En matière d’imposition, les deux modes s’équivalent, mais l’IR offre des avantages précis aussi bien aux associés de la société qu’à la SAS. Pour la société, l’option à l’imposition sur le revenu consiste à se démettre de la responsabilité de payer l’impôt dû par la société en question. Ce sont en effet les associés qui s’en acquittent sans engager la responsabilité de la société.
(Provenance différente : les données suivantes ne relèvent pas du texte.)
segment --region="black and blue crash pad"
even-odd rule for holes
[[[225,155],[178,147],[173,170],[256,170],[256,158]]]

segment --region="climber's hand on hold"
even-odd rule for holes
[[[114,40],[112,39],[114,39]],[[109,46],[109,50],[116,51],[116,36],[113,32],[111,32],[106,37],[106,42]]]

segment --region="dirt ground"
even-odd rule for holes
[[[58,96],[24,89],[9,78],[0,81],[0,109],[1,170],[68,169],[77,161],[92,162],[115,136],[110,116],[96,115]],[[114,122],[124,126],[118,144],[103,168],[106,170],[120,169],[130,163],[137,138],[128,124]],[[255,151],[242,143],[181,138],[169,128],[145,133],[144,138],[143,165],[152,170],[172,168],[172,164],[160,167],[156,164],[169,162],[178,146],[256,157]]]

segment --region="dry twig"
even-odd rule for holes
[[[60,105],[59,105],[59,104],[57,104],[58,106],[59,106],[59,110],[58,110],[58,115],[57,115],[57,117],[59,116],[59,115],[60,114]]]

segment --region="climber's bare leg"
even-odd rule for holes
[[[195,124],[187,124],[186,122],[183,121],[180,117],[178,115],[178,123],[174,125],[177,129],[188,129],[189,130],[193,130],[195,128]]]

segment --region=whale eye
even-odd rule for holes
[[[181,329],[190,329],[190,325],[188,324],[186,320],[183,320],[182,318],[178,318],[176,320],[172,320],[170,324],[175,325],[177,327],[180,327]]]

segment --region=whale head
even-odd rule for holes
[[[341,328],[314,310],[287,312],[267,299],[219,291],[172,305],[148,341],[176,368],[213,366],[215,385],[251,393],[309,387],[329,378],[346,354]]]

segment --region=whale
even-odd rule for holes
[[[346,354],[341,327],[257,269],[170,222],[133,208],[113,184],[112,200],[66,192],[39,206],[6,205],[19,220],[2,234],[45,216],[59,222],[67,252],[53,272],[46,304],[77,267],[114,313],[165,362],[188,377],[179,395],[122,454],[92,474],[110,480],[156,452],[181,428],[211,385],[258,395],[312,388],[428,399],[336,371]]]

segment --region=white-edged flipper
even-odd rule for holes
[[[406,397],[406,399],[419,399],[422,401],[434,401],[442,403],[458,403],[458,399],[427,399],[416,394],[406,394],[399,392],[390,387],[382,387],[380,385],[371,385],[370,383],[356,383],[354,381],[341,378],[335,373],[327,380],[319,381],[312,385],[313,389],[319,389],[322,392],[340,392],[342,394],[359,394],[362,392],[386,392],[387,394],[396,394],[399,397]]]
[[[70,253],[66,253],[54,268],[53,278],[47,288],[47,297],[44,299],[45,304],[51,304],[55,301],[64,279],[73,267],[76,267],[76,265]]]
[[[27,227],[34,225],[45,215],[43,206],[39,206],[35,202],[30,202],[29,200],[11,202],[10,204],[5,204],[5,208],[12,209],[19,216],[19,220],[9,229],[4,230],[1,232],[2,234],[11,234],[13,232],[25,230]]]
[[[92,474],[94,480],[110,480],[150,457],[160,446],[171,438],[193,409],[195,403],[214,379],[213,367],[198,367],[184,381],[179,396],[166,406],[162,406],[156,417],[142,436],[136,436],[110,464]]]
Ceci apparaît alors comme une simple formalité qui toutefois n’est pas sans intérêt pour une nouvelle société ayant le souci de stabilité.

Par contre, pour les associés, le risque de déficit n’est pas négligeable vu le temps que met une société avant de s’imposer sur le marché. Aussi bien que les bénéfices imposables, le manque engendré engage la responsabilité des associés. De ce fait, l’impôt payé par les associés est réduit. Contrairement à l’IS, le manque constaté n’est pas assujetti aux tâches suivantes de la société.

En cas de bénéfice pour la société, l’option à l’IR n’est pas nécessairement avantageuse comparée à ce que perçoit l’associé. Autrement dit, l’option à l’IR peut devenir un choix risqué en cas de gains conséquents au niveau du foyer. En réalité les plus-values d’une société sont soumises à un taux bien au-dessus des 25% applicables dans le cas de l’IS.